All fencing daemons running in the cluster form a group called the "fence domain". Any member of the fence domain that fails is fenced by a remaining domain member. The actual fencing does not occur unless the cluster has quorum so if a node failure causes the loss of quorum, the failed node will not be fenced until quorum has been regained. If a failed domain member (due to be fenced) rejoins the cluster prior to the actual fencing operation is carried out, the fencing operation is bypassed.
The fencing daemon depends on CMAN for cluster membership information and it depends on CCS to provide cluster.conf information. The fencing daemon calls fencing agents according to cluster.conf information.
When a domain member fails, the actual fencing must be completed before GFS recovery can begin. This means any delay in carrying out the fencing operation will also delay the completion of GFS file system operations; most file system operations will hang during this period.
When a domain member fails, the actual fencing operation can be delayed by a configurable number of seconds (post_fail_delay or -f). Within this time the failed node can rejoin the cluster to avoid being fenced. This delay is 0 by default to minimize the time that applications using GFS are stalled by recovery. A delay of -1 causes the fence daemon to wait indefinitely for the failed node to rejoin the cluster. In this case the node is not fenced and all recovery must wait until the failed node rejoins the cluster.
When the domain is first created in the cluster (by the first node to join it) and subsequently enabled (by the cluster gaining quorum) any nodes listed in cluster.conf that are not presently members of the CMAN cluster are fenced. The status of these nodes is unknown and to be on the side of safety they are assumed to be in need of fencing. This startup fencing can be disabled; but it's only truely safe to do so if an operator is present to verify that no cluster nodes are in need of fencing. (Dangerous nodes that need to be fenced are those that had gfs mounted, did not cleanly unmount, and are now either hung or unable to communicate with other nodes over the network.)
The first way to avoid fencing nodes unnecessarily on startup is to ensure that all nodes have joined the cluster before any of the nodes start the fence daemon. This method is difficult to automate.
A second way to avoid fencing nodes unnecessarily on startup is using the post_join_delay parameter (or -j option). This is the number of seconds the fence daemon will delay before actually fencing any victims after nodes join the domain. This delay will give any nodes that have been tagged for fencing the chance to join the cluster and avoid being fenced. A delay of -1 here will cause the daemon to wait indefinitely for all nodes to join the cluster and no nodes will actually be fenced on startup.
To disable fencing at domain-creation time entirely, the -c option can be used to declare that all nodes are in a clean or safe state to start. The clean_start cluster.conf option can also be set to do this, but automatically disabling startup fencing in cluster.conf can risk file system corruption.

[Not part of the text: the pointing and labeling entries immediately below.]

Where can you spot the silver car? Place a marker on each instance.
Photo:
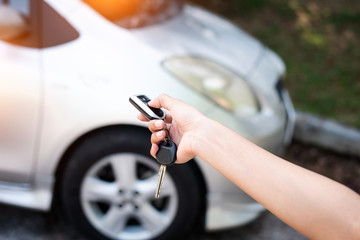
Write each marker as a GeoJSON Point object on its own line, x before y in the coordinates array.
{"type": "Point", "coordinates": [70, 138]}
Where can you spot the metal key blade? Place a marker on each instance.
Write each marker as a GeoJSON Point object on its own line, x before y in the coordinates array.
{"type": "Point", "coordinates": [161, 177]}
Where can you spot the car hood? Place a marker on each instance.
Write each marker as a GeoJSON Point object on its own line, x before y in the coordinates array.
{"type": "Point", "coordinates": [197, 32]}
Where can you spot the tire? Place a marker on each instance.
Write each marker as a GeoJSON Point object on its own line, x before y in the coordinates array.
{"type": "Point", "coordinates": [108, 186]}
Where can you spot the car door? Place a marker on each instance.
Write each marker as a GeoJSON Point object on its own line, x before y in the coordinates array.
{"type": "Point", "coordinates": [20, 88]}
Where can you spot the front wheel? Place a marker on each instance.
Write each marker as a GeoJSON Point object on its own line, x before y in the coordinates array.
{"type": "Point", "coordinates": [109, 184]}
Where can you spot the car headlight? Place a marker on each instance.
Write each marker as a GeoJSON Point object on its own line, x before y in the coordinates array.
{"type": "Point", "coordinates": [216, 82]}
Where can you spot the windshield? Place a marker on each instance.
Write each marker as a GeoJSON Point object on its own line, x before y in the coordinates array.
{"type": "Point", "coordinates": [136, 13]}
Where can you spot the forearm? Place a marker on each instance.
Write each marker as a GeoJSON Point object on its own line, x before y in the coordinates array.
{"type": "Point", "coordinates": [310, 203]}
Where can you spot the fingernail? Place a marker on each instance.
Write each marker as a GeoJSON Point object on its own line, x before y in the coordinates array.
{"type": "Point", "coordinates": [159, 134]}
{"type": "Point", "coordinates": [158, 124]}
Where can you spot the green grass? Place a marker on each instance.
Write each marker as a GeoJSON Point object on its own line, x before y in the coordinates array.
{"type": "Point", "coordinates": [319, 42]}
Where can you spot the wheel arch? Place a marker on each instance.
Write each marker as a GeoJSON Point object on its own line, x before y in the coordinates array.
{"type": "Point", "coordinates": [64, 160]}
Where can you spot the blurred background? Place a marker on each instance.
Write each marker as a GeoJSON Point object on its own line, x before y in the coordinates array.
{"type": "Point", "coordinates": [319, 42]}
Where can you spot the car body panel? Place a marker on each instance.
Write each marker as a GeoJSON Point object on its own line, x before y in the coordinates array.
{"type": "Point", "coordinates": [20, 107]}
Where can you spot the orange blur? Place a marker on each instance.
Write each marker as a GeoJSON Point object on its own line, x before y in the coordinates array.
{"type": "Point", "coordinates": [115, 9]}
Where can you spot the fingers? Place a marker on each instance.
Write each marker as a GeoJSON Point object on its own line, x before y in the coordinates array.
{"type": "Point", "coordinates": [163, 101]}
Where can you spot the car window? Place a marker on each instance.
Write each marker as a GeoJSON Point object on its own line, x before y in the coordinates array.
{"type": "Point", "coordinates": [33, 24]}
{"type": "Point", "coordinates": [136, 13]}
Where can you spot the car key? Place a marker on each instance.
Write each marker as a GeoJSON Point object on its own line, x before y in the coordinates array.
{"type": "Point", "coordinates": [166, 156]}
{"type": "Point", "coordinates": [140, 102]}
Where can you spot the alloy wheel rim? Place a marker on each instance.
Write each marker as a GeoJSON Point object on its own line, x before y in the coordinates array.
{"type": "Point", "coordinates": [117, 197]}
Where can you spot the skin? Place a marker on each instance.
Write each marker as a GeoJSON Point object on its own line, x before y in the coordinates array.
{"type": "Point", "coordinates": [315, 206]}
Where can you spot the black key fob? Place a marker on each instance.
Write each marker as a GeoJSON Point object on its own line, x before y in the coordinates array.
{"type": "Point", "coordinates": [166, 154]}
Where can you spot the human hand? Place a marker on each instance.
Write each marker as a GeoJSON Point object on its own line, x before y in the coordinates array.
{"type": "Point", "coordinates": [184, 123]}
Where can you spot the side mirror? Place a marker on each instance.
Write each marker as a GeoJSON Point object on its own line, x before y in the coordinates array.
{"type": "Point", "coordinates": [12, 24]}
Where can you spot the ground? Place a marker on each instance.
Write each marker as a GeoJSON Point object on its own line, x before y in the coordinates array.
{"type": "Point", "coordinates": [29, 225]}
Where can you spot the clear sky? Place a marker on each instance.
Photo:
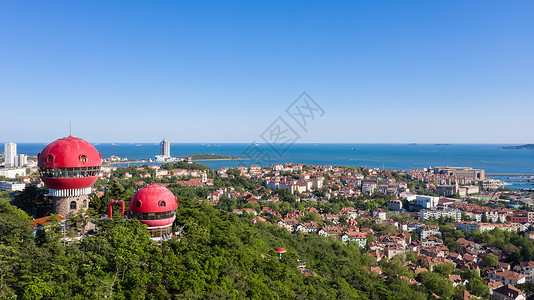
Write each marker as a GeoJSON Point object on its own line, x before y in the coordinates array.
{"type": "Point", "coordinates": [223, 71]}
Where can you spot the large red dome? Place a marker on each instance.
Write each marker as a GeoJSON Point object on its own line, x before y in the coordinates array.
{"type": "Point", "coordinates": [69, 152]}
{"type": "Point", "coordinates": [69, 164]}
{"type": "Point", "coordinates": [154, 205]}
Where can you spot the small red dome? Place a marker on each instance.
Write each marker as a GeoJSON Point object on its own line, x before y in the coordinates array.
{"type": "Point", "coordinates": [69, 152]}
{"type": "Point", "coordinates": [153, 198]}
{"type": "Point", "coordinates": [154, 205]}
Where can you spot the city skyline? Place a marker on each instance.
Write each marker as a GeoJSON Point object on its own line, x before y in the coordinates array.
{"type": "Point", "coordinates": [430, 72]}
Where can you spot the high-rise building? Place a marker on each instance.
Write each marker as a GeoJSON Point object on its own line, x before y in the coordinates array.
{"type": "Point", "coordinates": [10, 150]}
{"type": "Point", "coordinates": [22, 160]}
{"type": "Point", "coordinates": [165, 149]}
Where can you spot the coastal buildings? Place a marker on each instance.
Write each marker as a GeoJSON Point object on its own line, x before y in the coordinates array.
{"type": "Point", "coordinates": [165, 149]}
{"type": "Point", "coordinates": [11, 186]}
{"type": "Point", "coordinates": [469, 173]}
{"type": "Point", "coordinates": [436, 213]}
{"type": "Point", "coordinates": [10, 150]}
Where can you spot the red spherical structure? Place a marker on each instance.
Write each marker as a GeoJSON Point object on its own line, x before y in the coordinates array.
{"type": "Point", "coordinates": [155, 206]}
{"type": "Point", "coordinates": [69, 164]}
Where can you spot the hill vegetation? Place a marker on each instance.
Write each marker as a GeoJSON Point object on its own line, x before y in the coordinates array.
{"type": "Point", "coordinates": [220, 256]}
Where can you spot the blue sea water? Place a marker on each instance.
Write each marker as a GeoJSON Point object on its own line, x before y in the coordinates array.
{"type": "Point", "coordinates": [490, 157]}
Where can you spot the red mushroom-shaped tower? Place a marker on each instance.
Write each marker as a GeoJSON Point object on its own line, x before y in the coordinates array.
{"type": "Point", "coordinates": [280, 251]}
{"type": "Point", "coordinates": [69, 167]}
{"type": "Point", "coordinates": [155, 206]}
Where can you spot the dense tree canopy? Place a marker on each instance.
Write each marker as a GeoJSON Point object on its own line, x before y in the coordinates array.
{"type": "Point", "coordinates": [220, 255]}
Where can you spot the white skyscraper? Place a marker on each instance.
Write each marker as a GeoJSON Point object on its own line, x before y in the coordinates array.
{"type": "Point", "coordinates": [165, 149]}
{"type": "Point", "coordinates": [10, 150]}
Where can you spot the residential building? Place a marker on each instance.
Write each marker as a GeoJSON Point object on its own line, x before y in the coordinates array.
{"type": "Point", "coordinates": [395, 205]}
{"type": "Point", "coordinates": [165, 149]}
{"type": "Point", "coordinates": [12, 173]}
{"type": "Point", "coordinates": [11, 186]}
{"type": "Point", "coordinates": [507, 277]}
{"type": "Point", "coordinates": [436, 213]}
{"type": "Point", "coordinates": [10, 150]}
{"type": "Point", "coordinates": [508, 292]}
{"type": "Point", "coordinates": [426, 201]}
{"type": "Point", "coordinates": [527, 269]}
{"type": "Point", "coordinates": [466, 172]}
{"type": "Point", "coordinates": [355, 236]}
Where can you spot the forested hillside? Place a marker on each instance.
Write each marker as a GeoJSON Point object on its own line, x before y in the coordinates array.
{"type": "Point", "coordinates": [220, 256]}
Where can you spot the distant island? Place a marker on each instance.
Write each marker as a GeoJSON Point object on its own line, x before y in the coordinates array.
{"type": "Point", "coordinates": [212, 157]}
{"type": "Point", "coordinates": [527, 147]}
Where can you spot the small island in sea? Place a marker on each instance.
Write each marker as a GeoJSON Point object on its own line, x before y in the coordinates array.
{"type": "Point", "coordinates": [526, 146]}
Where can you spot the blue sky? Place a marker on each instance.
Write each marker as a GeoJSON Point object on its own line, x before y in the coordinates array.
{"type": "Point", "coordinates": [202, 71]}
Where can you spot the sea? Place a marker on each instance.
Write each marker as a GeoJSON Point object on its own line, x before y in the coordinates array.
{"type": "Point", "coordinates": [490, 157]}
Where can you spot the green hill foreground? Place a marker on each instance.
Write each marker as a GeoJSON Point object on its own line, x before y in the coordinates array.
{"type": "Point", "coordinates": [220, 256]}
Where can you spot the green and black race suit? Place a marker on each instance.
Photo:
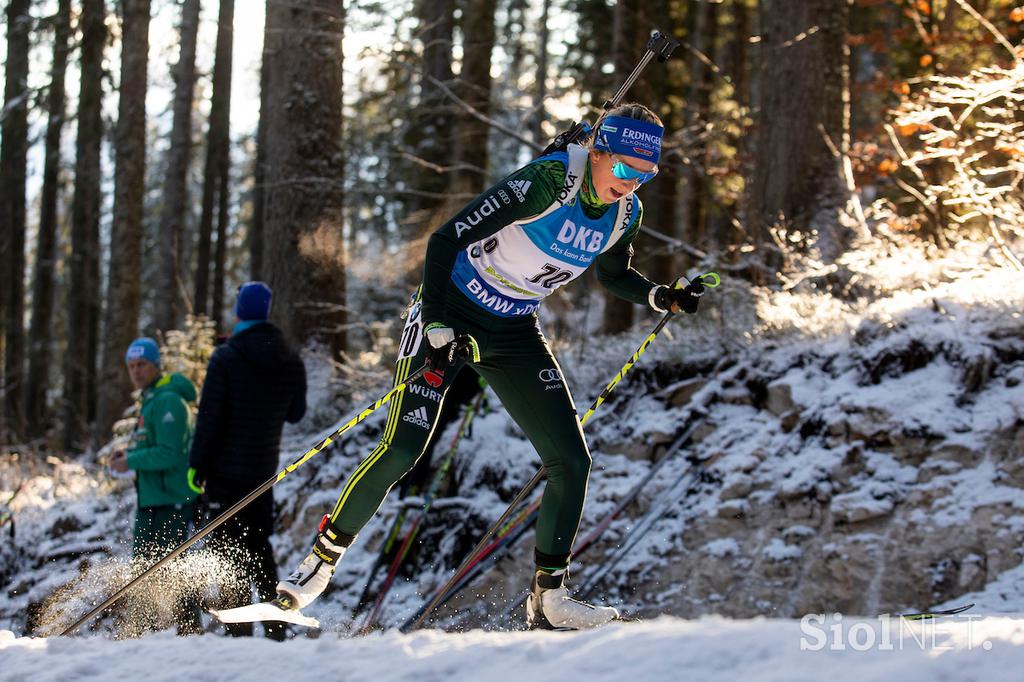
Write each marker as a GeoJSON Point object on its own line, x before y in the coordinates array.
{"type": "Point", "coordinates": [495, 300]}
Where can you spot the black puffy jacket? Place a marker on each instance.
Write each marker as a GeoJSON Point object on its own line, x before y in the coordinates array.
{"type": "Point", "coordinates": [254, 384]}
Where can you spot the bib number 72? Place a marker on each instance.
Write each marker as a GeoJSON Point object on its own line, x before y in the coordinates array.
{"type": "Point", "coordinates": [550, 276]}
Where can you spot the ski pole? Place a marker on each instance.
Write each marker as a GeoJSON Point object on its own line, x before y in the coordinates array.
{"type": "Point", "coordinates": [469, 346]}
{"type": "Point", "coordinates": [710, 280]}
{"type": "Point", "coordinates": [659, 45]}
{"type": "Point", "coordinates": [435, 484]}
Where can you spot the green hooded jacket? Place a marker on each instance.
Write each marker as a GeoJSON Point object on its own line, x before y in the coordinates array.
{"type": "Point", "coordinates": [162, 441]}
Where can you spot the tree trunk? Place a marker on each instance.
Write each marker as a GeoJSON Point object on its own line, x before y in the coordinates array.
{"type": "Point", "coordinates": [125, 288]}
{"type": "Point", "coordinates": [619, 312]}
{"type": "Point", "coordinates": [430, 128]}
{"type": "Point", "coordinates": [798, 181]}
{"type": "Point", "coordinates": [172, 214]}
{"type": "Point", "coordinates": [303, 214]}
{"type": "Point", "coordinates": [220, 144]}
{"type": "Point", "coordinates": [40, 340]}
{"type": "Point", "coordinates": [474, 86]}
{"type": "Point", "coordinates": [259, 175]}
{"type": "Point", "coordinates": [83, 289]}
{"type": "Point", "coordinates": [13, 155]}
{"type": "Point", "coordinates": [705, 30]}
{"type": "Point", "coordinates": [541, 86]}
{"type": "Point", "coordinates": [220, 254]}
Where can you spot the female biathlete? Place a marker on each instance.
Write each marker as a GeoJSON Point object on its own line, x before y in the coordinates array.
{"type": "Point", "coordinates": [486, 271]}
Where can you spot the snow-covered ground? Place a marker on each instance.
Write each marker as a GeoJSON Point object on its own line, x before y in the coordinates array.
{"type": "Point", "coordinates": [709, 649]}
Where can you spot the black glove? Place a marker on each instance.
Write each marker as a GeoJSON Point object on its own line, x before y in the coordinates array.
{"type": "Point", "coordinates": [686, 299]}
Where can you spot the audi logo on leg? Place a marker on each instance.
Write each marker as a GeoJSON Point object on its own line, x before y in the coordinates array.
{"type": "Point", "coordinates": [548, 376]}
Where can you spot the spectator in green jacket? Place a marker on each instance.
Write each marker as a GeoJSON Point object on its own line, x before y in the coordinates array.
{"type": "Point", "coordinates": [159, 456]}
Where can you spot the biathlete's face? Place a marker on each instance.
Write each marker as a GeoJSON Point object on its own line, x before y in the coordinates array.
{"type": "Point", "coordinates": [614, 175]}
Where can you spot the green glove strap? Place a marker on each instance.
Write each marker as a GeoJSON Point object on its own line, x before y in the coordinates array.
{"type": "Point", "coordinates": [192, 482]}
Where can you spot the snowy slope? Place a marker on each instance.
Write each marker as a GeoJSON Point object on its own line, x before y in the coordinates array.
{"type": "Point", "coordinates": [859, 455]}
{"type": "Point", "coordinates": [710, 649]}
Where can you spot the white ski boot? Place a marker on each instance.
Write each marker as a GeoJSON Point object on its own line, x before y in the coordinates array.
{"type": "Point", "coordinates": [313, 574]}
{"type": "Point", "coordinates": [550, 606]}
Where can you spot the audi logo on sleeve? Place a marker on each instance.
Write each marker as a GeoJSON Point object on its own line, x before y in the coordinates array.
{"type": "Point", "coordinates": [549, 376]}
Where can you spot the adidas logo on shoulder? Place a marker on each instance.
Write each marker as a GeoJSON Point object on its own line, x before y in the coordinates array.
{"type": "Point", "coordinates": [418, 417]}
{"type": "Point", "coordinates": [519, 188]}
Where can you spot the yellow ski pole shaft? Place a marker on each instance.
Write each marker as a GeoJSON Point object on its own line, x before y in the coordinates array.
{"type": "Point", "coordinates": [246, 501]}
{"type": "Point", "coordinates": [710, 280]}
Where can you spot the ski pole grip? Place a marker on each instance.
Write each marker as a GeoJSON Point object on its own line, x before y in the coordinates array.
{"type": "Point", "coordinates": [468, 348]}
{"type": "Point", "coordinates": [662, 45]}
{"type": "Point", "coordinates": [710, 280]}
{"type": "Point", "coordinates": [196, 486]}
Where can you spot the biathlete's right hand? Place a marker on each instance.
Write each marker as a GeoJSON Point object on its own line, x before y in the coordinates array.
{"type": "Point", "coordinates": [444, 346]}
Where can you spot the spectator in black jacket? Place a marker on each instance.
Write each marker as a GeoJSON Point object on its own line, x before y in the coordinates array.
{"type": "Point", "coordinates": [254, 384]}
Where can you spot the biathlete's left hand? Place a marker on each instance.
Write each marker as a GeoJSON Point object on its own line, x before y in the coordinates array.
{"type": "Point", "coordinates": [680, 298]}
{"type": "Point", "coordinates": [441, 346]}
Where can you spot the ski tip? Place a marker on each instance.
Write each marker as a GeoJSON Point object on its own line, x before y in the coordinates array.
{"type": "Point", "coordinates": [925, 615]}
{"type": "Point", "coordinates": [267, 610]}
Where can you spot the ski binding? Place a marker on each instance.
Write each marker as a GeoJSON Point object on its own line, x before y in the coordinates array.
{"type": "Point", "coordinates": [924, 615]}
{"type": "Point", "coordinates": [267, 610]}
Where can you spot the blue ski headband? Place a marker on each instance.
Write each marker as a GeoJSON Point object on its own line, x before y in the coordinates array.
{"type": "Point", "coordinates": [143, 348]}
{"type": "Point", "coordinates": [630, 137]}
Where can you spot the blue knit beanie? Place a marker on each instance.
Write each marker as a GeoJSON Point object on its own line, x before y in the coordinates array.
{"type": "Point", "coordinates": [253, 301]}
{"type": "Point", "coordinates": [144, 348]}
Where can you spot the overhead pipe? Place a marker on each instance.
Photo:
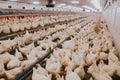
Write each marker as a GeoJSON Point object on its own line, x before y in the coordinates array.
{"type": "Point", "coordinates": [50, 3]}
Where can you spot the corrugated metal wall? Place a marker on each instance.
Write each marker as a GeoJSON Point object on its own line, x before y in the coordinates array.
{"type": "Point", "coordinates": [112, 16]}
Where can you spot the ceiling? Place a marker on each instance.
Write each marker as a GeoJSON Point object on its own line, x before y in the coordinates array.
{"type": "Point", "coordinates": [95, 4]}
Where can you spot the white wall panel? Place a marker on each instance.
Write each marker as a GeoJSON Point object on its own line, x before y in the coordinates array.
{"type": "Point", "coordinates": [112, 16]}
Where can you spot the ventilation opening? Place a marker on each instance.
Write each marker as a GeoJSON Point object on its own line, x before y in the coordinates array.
{"type": "Point", "coordinates": [23, 7]}
{"type": "Point", "coordinates": [9, 6]}
{"type": "Point", "coordinates": [34, 8]}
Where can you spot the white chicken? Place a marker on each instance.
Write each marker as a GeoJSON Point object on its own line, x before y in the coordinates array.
{"type": "Point", "coordinates": [37, 76]}
{"type": "Point", "coordinates": [58, 77]}
{"type": "Point", "coordinates": [26, 63]}
{"type": "Point", "coordinates": [109, 69]}
{"type": "Point", "coordinates": [14, 62]}
{"type": "Point", "coordinates": [27, 37]}
{"type": "Point", "coordinates": [71, 75]}
{"type": "Point", "coordinates": [6, 29]}
{"type": "Point", "coordinates": [1, 69]}
{"type": "Point", "coordinates": [18, 55]}
{"type": "Point", "coordinates": [25, 50]}
{"type": "Point", "coordinates": [53, 65]}
{"type": "Point", "coordinates": [11, 74]}
{"type": "Point", "coordinates": [80, 70]}
{"type": "Point", "coordinates": [5, 58]}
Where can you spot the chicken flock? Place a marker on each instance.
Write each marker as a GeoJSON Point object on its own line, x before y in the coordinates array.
{"type": "Point", "coordinates": [86, 50]}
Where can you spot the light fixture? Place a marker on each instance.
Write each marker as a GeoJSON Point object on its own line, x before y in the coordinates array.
{"type": "Point", "coordinates": [13, 0]}
{"type": "Point", "coordinates": [61, 5]}
{"type": "Point", "coordinates": [75, 2]}
{"type": "Point", "coordinates": [87, 7]}
{"type": "Point", "coordinates": [36, 2]}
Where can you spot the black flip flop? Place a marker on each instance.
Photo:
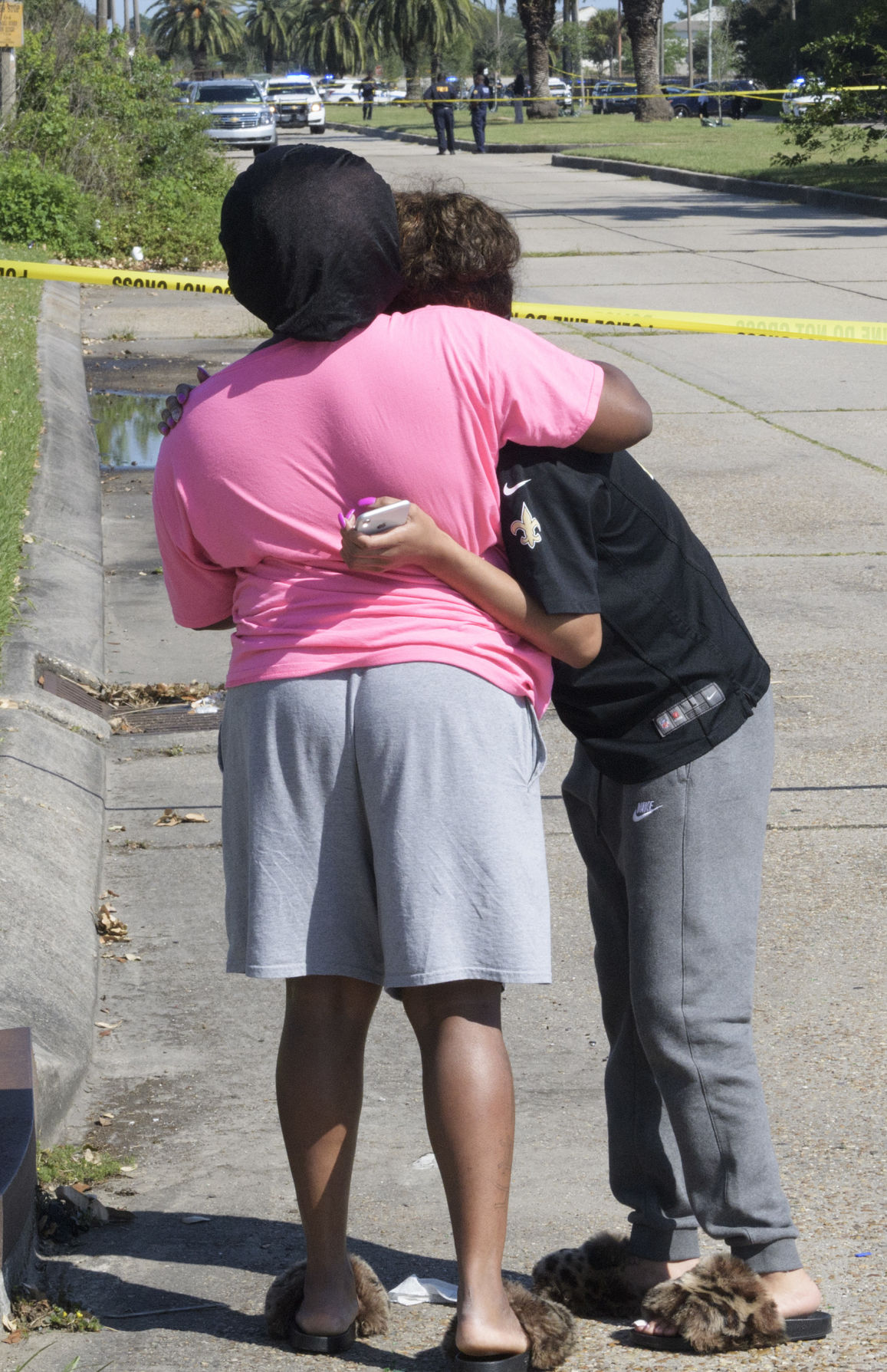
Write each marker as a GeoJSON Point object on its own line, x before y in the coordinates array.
{"type": "Point", "coordinates": [304, 1342]}
{"type": "Point", "coordinates": [511, 1363]}
{"type": "Point", "coordinates": [798, 1327]}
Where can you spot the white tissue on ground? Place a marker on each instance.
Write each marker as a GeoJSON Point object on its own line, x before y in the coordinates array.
{"type": "Point", "coordinates": [424, 1291]}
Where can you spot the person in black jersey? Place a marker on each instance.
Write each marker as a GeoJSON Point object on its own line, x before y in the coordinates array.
{"type": "Point", "coordinates": [368, 95]}
{"type": "Point", "coordinates": [666, 800]}
{"type": "Point", "coordinates": [668, 699]}
{"type": "Point", "coordinates": [439, 104]}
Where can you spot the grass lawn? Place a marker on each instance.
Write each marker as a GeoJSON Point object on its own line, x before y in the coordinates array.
{"type": "Point", "coordinates": [742, 149]}
{"type": "Point", "coordinates": [21, 419]}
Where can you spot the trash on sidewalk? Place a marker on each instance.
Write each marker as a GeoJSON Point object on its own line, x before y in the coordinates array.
{"type": "Point", "coordinates": [209, 704]}
{"type": "Point", "coordinates": [170, 817]}
{"type": "Point", "coordinates": [92, 1208]}
{"type": "Point", "coordinates": [424, 1291]}
{"type": "Point", "coordinates": [110, 928]}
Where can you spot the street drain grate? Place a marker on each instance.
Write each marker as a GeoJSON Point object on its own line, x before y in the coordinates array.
{"type": "Point", "coordinates": [155, 719]}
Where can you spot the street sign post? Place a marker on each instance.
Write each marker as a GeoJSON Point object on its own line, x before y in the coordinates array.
{"type": "Point", "coordinates": [11, 25]}
{"type": "Point", "coordinates": [11, 38]}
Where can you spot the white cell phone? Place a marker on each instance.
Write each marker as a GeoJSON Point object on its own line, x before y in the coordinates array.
{"type": "Point", "coordinates": [384, 518]}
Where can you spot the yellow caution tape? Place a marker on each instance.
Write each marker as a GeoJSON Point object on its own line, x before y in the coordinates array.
{"type": "Point", "coordinates": [845, 331]}
{"type": "Point", "coordinates": [116, 276]}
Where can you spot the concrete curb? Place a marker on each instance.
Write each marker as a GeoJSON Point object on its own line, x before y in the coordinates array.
{"type": "Point", "coordinates": [18, 1154]}
{"type": "Point", "coordinates": [561, 156]}
{"type": "Point", "coordinates": [51, 756]}
{"type": "Point", "coordinates": [843, 201]}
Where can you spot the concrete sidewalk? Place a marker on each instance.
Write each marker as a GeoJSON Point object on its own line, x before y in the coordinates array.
{"type": "Point", "coordinates": [775, 450]}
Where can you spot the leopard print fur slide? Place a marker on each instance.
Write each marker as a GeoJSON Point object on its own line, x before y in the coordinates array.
{"type": "Point", "coordinates": [590, 1281]}
{"type": "Point", "coordinates": [546, 1324]}
{"type": "Point", "coordinates": [723, 1307]}
{"type": "Point", "coordinates": [285, 1291]}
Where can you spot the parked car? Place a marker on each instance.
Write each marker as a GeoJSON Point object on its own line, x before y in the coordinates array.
{"type": "Point", "coordinates": [239, 113]}
{"type": "Point", "coordinates": [563, 94]}
{"type": "Point", "coordinates": [737, 97]}
{"type": "Point", "coordinates": [798, 97]}
{"type": "Point", "coordinates": [685, 102]}
{"type": "Point", "coordinates": [620, 97]}
{"type": "Point", "coordinates": [343, 90]}
{"type": "Point", "coordinates": [297, 100]}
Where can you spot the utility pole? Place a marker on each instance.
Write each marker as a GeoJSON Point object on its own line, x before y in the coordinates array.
{"type": "Point", "coordinates": [619, 36]}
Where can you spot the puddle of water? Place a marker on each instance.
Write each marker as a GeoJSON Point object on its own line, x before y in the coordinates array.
{"type": "Point", "coordinates": [126, 429]}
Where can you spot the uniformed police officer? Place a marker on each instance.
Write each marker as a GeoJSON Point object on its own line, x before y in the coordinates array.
{"type": "Point", "coordinates": [480, 97]}
{"type": "Point", "coordinates": [439, 104]}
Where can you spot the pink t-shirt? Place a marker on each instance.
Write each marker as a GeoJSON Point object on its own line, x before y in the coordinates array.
{"type": "Point", "coordinates": [414, 405]}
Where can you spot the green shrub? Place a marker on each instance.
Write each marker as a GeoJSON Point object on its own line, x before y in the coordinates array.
{"type": "Point", "coordinates": [113, 160]}
{"type": "Point", "coordinates": [43, 206]}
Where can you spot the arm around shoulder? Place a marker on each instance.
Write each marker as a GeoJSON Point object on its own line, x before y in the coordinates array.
{"type": "Point", "coordinates": [623, 416]}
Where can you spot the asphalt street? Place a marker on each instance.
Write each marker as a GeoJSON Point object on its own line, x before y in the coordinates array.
{"type": "Point", "coordinates": [777, 453]}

Avoiding unnecessary fencing at startup is primarily a concern when nodes are fenced by power cycling. If nodes are fenced by disabling their SAN access, then unnecessarily fencing a node is usually less disruptive.
Post-join delay is the number of seconds the daemon will wait before fencing any victims after a node joins the domain.
Post-fail delay is the number of seconds the daemon will wait before fencing any victims after a domain member fails.
Clean-start is used to prevent any startup fencing the daemon might do. It indicates that the daemon should assume all nodes are in a clean state to start.